176333 Taran Adarsh

Rishtey Movie Review

Rishtey Movie Rating

Indra Kumar's RISHTEY also deals with relationships.

Anil Kapoor and Karisma Kapoor love each other, but Karisma's father (Amrish Puri), a tycoon, opposes this relationship. That's because Anil is a middle class youth, with no riches whatsoever.

Karisma walks out of her father's home and marries Anil. Everything is fine till one day she receives an invite for a family wedding. Anil forces her to attend the marriage and it is there that Karisma comes face to face with her estranged father.

Puri pretends to forgive Karisma for the 'mistake' she has committed and Karisma invites him to meet her husband. But as soon as she enters her apartment, she finds a seductress (Deepshikha) inside, wearing Karisma's gown and stirring up a cup of tea in the kitchen.

On questioning her, Deepshikha reveals that she not only shares her clothes and kitchen, but even her husband. This incident creates a rift between Anil and Karisma and the latter walks out of the house.

Karisma delivers a baby boy, but the devious Puri orders his henchmen to eliminate the newborn. Anil arrives at the nick of time and flees with his baby. He shifts to an unknown destination and raises his son by himself.

Till one day when Karisma spots Anil and their son. She wants the son back and a legal battle ensues. What happens next?

RISHTEY has an impressive storyline (Rajiv Kaul ? Praful Parekh) and several twists and turns to keep the viewer engrossed, and on tenterhooks at times. But the story does have its share of inspirations from films like KUNWARA BAAP (the school race), RAJA HINDUSTANI (the husband-wife relationship), BOXER (the ring fights) and AKELE HUM AKELE TUM (courtroom sequences).

The film starts on a dramatic note and the pace is maintained right till the race competition (brilliantly executed), but it slips considerably as Shilpa Shetty's character is introduced. From being a father-son saga, the story starts focusing on the one-sided Shilpa-Anil affair.

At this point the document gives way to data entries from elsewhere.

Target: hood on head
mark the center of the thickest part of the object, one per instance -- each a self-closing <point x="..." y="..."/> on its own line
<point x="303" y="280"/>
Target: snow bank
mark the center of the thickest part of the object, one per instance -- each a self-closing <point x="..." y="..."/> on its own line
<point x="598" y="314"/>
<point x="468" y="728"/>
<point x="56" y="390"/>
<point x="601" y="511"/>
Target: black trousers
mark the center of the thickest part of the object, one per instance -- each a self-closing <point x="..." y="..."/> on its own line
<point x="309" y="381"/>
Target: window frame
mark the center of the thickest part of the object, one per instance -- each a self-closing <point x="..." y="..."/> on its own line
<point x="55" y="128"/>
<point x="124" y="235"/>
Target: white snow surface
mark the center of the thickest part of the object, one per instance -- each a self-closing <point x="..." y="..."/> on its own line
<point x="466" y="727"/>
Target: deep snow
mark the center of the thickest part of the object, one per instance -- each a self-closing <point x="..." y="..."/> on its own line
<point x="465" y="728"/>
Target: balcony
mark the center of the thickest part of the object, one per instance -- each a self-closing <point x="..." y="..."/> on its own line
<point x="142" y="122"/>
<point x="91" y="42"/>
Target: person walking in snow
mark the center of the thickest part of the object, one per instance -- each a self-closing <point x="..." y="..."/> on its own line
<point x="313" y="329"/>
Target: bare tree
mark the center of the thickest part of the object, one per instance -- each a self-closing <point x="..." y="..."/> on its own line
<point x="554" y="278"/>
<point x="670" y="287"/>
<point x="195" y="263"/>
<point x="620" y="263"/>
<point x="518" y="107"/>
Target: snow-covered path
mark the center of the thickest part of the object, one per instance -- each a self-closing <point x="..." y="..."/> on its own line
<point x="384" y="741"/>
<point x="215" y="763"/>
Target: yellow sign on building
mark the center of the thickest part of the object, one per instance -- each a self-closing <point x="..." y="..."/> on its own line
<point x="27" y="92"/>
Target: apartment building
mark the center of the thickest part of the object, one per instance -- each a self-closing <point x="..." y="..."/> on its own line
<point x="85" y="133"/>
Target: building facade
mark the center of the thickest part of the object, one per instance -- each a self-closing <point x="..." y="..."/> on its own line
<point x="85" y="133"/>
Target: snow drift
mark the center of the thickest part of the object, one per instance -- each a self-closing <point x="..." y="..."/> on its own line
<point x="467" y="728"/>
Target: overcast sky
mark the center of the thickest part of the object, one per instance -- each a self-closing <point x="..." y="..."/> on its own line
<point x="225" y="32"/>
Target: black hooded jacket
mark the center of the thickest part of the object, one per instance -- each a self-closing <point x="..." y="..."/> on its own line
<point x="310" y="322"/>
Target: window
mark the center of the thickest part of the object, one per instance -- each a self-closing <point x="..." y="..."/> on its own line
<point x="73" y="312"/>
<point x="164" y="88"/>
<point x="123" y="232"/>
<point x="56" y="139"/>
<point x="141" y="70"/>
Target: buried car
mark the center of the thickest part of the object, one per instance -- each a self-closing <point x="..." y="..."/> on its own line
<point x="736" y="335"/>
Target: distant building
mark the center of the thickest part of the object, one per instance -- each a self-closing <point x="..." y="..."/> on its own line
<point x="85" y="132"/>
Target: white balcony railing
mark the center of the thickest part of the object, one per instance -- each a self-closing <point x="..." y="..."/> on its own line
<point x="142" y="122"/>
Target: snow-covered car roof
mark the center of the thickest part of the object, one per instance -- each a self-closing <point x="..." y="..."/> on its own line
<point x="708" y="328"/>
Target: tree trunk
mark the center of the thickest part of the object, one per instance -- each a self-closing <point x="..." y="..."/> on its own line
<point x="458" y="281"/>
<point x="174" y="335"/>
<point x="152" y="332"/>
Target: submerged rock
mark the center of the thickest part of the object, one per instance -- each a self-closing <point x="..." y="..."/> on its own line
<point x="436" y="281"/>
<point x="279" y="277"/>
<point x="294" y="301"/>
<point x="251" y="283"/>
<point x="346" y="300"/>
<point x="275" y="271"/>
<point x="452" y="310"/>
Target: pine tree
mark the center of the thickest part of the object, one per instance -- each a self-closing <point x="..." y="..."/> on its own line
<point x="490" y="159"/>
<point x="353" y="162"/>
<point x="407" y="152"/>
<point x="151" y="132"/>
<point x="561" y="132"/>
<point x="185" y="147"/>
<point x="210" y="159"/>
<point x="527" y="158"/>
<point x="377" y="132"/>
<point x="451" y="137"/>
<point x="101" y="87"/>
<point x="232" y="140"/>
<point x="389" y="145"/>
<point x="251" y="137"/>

The pace gathers momentum again at the interval point and the flashback portion in the second half keeps the audience interest alive. But in the post-interval portions, things are stretched to such an extent that the viewer starts getting restless.

But there's no denying the fact that RISHTEY does boast of a handful of sequences that remain etched in your memory even after the show has concluded. The race sequence in the initial reels and the delicate scenes between the father and son are well penned and executed with aplomb. The emotions do strike a chord in these portions.

The sequence between Karisma and Amrish Puri in the pre-climax, when she registers a tight slap on his face, is another example of polished writing and brilliantly execution.

Director Indra Kumar is in his elements in a few dramatic sequences, but the hammer-strong impact of his previous works (DIL, BETA, RAJA) is missing this time. He should've stuck to the father-son-mother relationship, instead of deviating to various tracks.

Sanjeev-Darshan's music is another sore point. The film clearly lacks an enticing score, which was also the hallmark of the maker's earlier projects. Barring one song ('Apna Bana Hain'), the remaining numbers are strictly average.

Baba Azmi's camerawork is stylish and amongst the fine points of the film. Dialogue are nice at places.

Anil Kapoor is a complete miscast ? the role demanded an overtly strong personality (physical appearance). Although the actor has done a credible job, mainly in the emotional sequences, seeing him bash up wrestlers, bigger than him in size, is hard to digest.

Karisma's role ? a suffering mother ? reminds you of the recently-released SHAKTI-THE POWER instantaneously, but the actress comes up with a sincere performance. Shilpa Shetty is alright, although she should stop imitating Sridevi. The child artiste is cute and a complete natural. Amrish Puri is getting typecast. Sadashiv Amrapurkar is effective.

On the whole, RISHTEY is a decent film that has emotional moments as its trump card, which may find some flavour with women and the family audience. The Idd holidays should also help in boosting the prospects.